The 9th Circuit Reviews Whether Res Judicata Applies to Exemptions
The 9th Circuit Court in Nance v Warfield is considering whether to overrule the District Court of Nevada which held that the bankruptcy court erred in overruling the trustee’s res judicata-based objection to the debtor’s federal exemptions in the property and RV. The court also concluded that the bankruptcy court exceeded its authority by sua sponte granting an exemption for the RV under the federal wildcard exemption.
Facts
Lawrence Warfield, the trustee of Johnie Lee Nance’s bankruptcy estate, objected to Nance’s claimed exemptions for his property and RV under Arizona law. After the court sustained the trustee’s objections, Nance amended his schedule to claim exemptions under Washington law, and the trustee again objected. When those objections were sustained, Nance amended his schedule to claim federal exemptions. The bankruptcy court overruled the trustee’s objections to these federal exemptions and sua sponte granted an exemption for the RV under the federal wildcard exemption.
Analysis
The district court analyzed the applicability of res judicata to the debtor’s successive exemption claims. It noted that claim preclusion, a form of res judicata, bars litigation of claims that were or could have been raised in a prior action. The court applied the three-part test for claim preclusion: identity of claims, final judgment on the merits, and identity or privity between parties. The court found that the debtor’s claims for exemptions in the property and RV, regardless of the legal framework (Arizona, Washington, or federal law), arose from the same nucleus of operative facts and involved the same property. Therefore, the claims were identical.
The court also determined that the previous rulings sustaining the trustee’s objections constituted final judgments on the merits, satisfying the second criterion. Finally, the parties involved in the objections were identical, fulfilling the third requirement for claim preclusion. Consequently, the court concluded that the bankruptcy court erred in overruling the trustee’s objections based on res judicata.

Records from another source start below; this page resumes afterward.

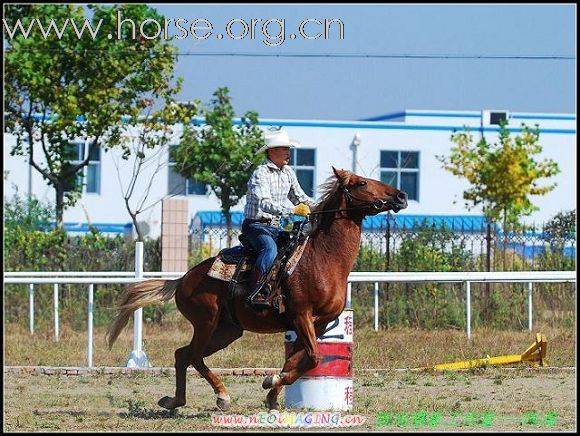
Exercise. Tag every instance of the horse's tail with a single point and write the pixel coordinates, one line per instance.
(137, 295)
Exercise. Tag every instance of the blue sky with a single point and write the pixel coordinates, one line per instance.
(351, 88)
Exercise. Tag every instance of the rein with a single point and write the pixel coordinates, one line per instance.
(377, 204)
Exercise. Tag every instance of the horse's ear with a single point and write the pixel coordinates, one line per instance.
(340, 174)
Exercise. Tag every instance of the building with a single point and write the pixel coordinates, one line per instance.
(398, 148)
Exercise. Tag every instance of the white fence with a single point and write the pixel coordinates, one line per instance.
(137, 358)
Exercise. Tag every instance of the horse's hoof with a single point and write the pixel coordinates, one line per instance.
(270, 381)
(223, 403)
(170, 403)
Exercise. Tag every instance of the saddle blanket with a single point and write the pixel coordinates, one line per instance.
(225, 271)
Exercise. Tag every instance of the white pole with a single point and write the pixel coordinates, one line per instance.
(530, 306)
(138, 358)
(138, 317)
(349, 295)
(31, 308)
(468, 308)
(56, 327)
(376, 306)
(90, 328)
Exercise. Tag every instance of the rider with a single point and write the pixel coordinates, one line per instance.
(272, 183)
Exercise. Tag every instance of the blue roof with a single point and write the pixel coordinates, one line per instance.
(216, 218)
(377, 222)
(101, 227)
(475, 223)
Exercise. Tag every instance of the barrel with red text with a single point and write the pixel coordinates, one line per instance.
(329, 386)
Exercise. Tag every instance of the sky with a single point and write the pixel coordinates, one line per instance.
(390, 58)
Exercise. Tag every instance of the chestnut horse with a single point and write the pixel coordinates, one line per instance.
(316, 291)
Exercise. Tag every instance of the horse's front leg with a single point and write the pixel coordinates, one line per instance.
(304, 357)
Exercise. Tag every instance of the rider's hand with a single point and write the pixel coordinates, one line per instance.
(302, 209)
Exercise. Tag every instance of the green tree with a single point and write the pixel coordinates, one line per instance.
(75, 83)
(148, 145)
(219, 154)
(502, 175)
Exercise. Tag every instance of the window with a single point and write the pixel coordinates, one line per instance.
(90, 175)
(302, 161)
(179, 185)
(401, 169)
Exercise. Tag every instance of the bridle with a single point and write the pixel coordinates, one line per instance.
(364, 204)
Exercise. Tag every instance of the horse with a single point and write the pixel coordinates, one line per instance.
(316, 291)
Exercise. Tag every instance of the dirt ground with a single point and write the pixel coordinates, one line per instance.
(493, 399)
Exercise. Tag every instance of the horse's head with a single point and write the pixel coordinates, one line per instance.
(372, 196)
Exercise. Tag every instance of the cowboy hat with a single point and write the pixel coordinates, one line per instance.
(277, 138)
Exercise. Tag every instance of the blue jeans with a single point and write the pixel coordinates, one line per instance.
(263, 239)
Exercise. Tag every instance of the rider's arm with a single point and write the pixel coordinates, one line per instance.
(260, 185)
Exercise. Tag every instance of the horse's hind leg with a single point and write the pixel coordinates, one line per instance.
(203, 326)
(182, 361)
(301, 360)
(224, 335)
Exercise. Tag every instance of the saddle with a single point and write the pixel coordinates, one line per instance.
(233, 264)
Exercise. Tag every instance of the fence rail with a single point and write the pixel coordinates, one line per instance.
(137, 357)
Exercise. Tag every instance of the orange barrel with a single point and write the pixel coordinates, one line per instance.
(328, 386)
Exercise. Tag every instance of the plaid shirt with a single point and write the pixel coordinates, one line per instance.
(269, 188)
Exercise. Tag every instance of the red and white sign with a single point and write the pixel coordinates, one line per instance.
(328, 386)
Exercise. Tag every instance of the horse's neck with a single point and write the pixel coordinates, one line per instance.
(339, 242)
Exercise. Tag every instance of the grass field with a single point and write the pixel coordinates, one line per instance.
(393, 348)
(477, 400)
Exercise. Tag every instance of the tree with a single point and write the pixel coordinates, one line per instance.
(220, 154)
(68, 83)
(148, 149)
(503, 175)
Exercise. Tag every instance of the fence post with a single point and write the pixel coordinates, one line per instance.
(31, 308)
(530, 306)
(468, 308)
(138, 358)
(56, 326)
(376, 306)
(90, 328)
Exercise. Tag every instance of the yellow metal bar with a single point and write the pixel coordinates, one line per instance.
(534, 354)
(499, 360)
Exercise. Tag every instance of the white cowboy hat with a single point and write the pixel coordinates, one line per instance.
(277, 138)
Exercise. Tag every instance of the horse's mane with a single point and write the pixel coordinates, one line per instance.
(328, 199)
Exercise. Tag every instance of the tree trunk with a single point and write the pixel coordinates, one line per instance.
(228, 217)
(59, 191)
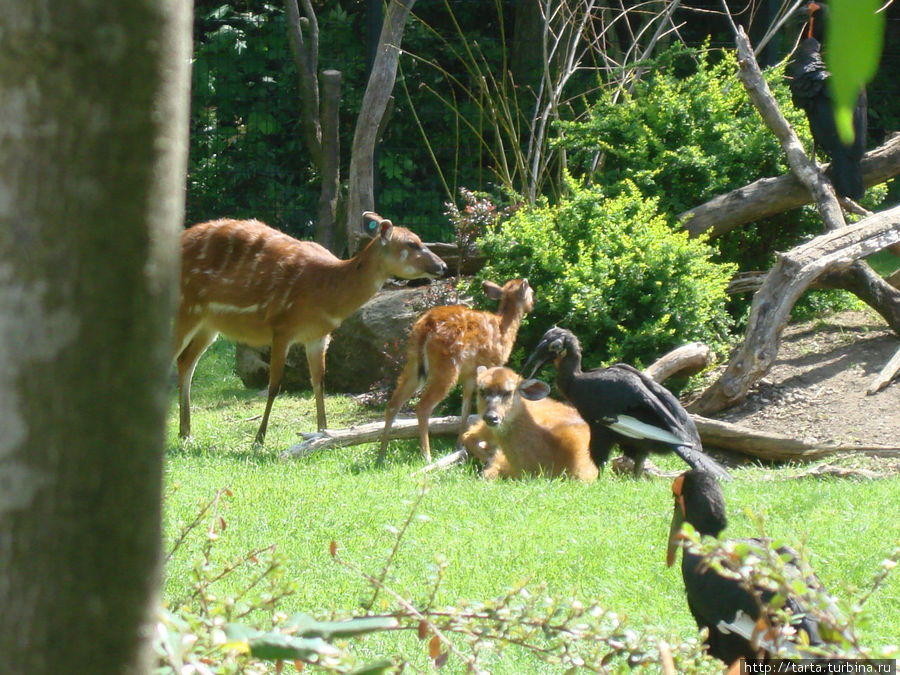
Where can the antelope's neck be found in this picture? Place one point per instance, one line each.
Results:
(351, 283)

Additionally, the court addressed the bankruptcy court’s sua sponte action to grant an exemption for the RV under the federal wildcard exemption. The court emphasized the principle of party presentation, which requires courts to decide only the questions presented by the parties. The court found that the bankruptcy court exceeded its authority by granting an exemption that the debtor had not claimed, noting that the debtor, represented by counsel, could have asserted the exemption but did not. Therefore, the court held that the bankruptcy court’s action was improper and reversed its decision.
NCBRC and NACBA filed an amicus brief in support of the Debtor/Appellant.